Materials and methods

Test guidelineopen allclose all
Qualifier:
according to guideline
Guideline:
OECD Guideline 404 (Acute Dermal Irritation / Corrosion)
Qualifier:
according to guideline
Guideline:
EU Method B.4 (Acute Toxicity: Dermal Irritation / Corrosion)
GLP compliance:
yes (incl. QA statement)

Test material

Constituent 1
Reference substance name:
-
EC Number:
482-330-9
EC Name:
-
Cas Number:
144020-22-4
Molecular formula:
C17H26O
IUPAC Name:
1-[(1E,5Z,9Z)-2,5,10-trimethylcyclododeca-1,5,9-trien-1-yl]ethan-1-one; 1-[(1R)-2,5,10-trimethylcyclododeca-2,5,9-trien-1-yl]ethan-1-one; 1-[(1R)-4,9-dimethyl-12-methylidenecyclododeca-4,8-dien-1-yl]ethan-1-one; 1-[(1S)-2,5,10-trimethylcyclododeca-2,5,9-trien-1-yl]ethan-1-one; 1-[(1S)-4,9-dimethyl-12-methylidenecyclododeca-4,8-dien-1-yl]ethan-1-one

Test animals

Species:
rabbit
Strain:
New Zealand White
Details on test animals or test system and environmental conditions:
TEST ANIMALS
- Source: Highgate Farm, Market Rasen, Lincolnshire, England
- Age at study initiation: 12 to 13 weeks of age
- Weight at study initiation: 2.47 – 2.81 kg
- Housing: The rabbits were housed individually in plastic cages with perforated floors
- Diet: Each rabbit was offered 125 g of a standard laboratory rabbit diet (Rabbit Diet Pellets (GD) supplied by Highgate Farm) per day. The animals were given a dietary supplement of hay
- Water: ad libitum
- Acclimation period: one to three weeks prior to the start of the study

ENVIRONMENTAL CONDITIONS
- Temperature (°C): 16 to 20°C
- Humidity (%): 40 - 70
- Photoperiod (hrs dark / hrs light): 12/12

Test system

Type of coverage:
semiocclusive
Preparation of test site:
clipped
Vehicle:
unchanged (no vehicle)
Controls:
yes, concurrent no treatment
other: additional site was similarly treated with the exception of the test substance
Amount / concentration applied:
0.5 ml
Duration of treatment / exposure:
4 hours
Observation period:
15 days
Number of animals:
3 males
Details on study design:
TEST SUBSTANCE PREPARATION
The substance was applied as such.

TEST SITE
On the day before application of the test substance, hair was removed with clippers from the dorsolumbar region of each rabbit exposing an appropriate sized area of skin.

APPLICATION
Approximately 0.5 mL of the test substance was applied under a 2-ply 25 mm x 25 mm porous gauze pad secured with ‘blenderm’ surgical tape to intact skin sites on three animals.
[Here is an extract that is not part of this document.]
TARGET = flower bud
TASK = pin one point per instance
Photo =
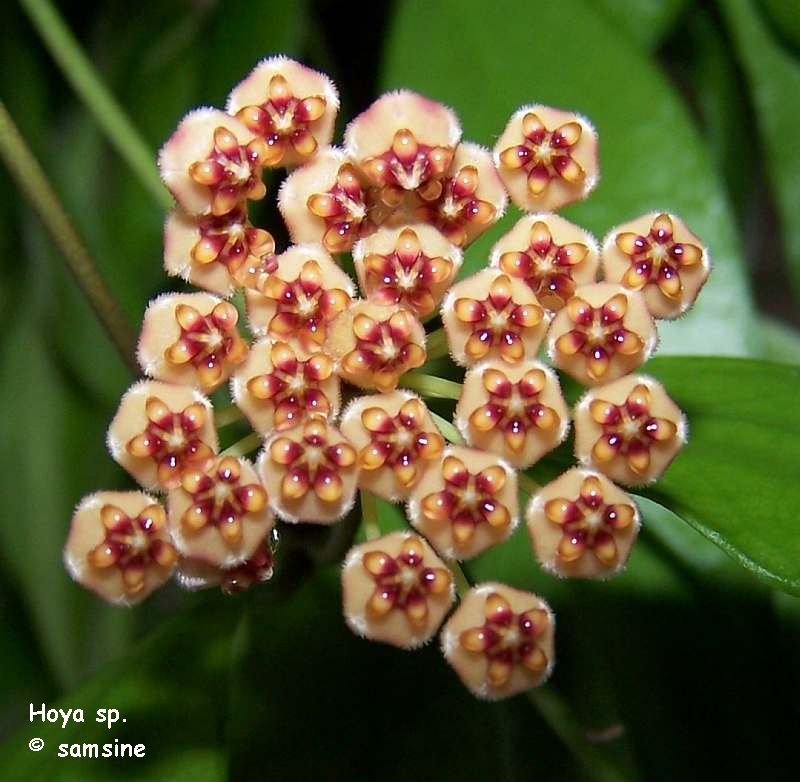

An additional site was similarly treated with the exception of test substance and acted as a control.
A single animal (number 60) received three exposures (of three minutes, one or four hours duration) in a step-wise manner and acted as a preliminary screen. In the absence of a severe effect on removal of the dressings the next exposure was initiated.
For exposures of one hour or more each treatment site was covered with cotton wool and "Tubigrip" elasticated bandage dressing for the duration of the exposure period. The animals were returned to their cages immediately after treatment.

REMOVAL OF TEST SUBSTANCE
Yes, at the end of the exposure period using lukewarm tap water (30-40°C) to remove any residual test substance. The treated area was blotted dry with absorbent paper.

OBSERVATIONS
- Mortality/Viability: Daily
- Toxicity: Daily
- Body Weight: Prior to treatment (day 1)
- Necropsy: Not applicable
- Irritation: Examination of the treated skin was made on removal of the dressings (for 3 minute or one hour exposures) and approximately 1, 24, 48 and 72 hours, seven and 14 days later.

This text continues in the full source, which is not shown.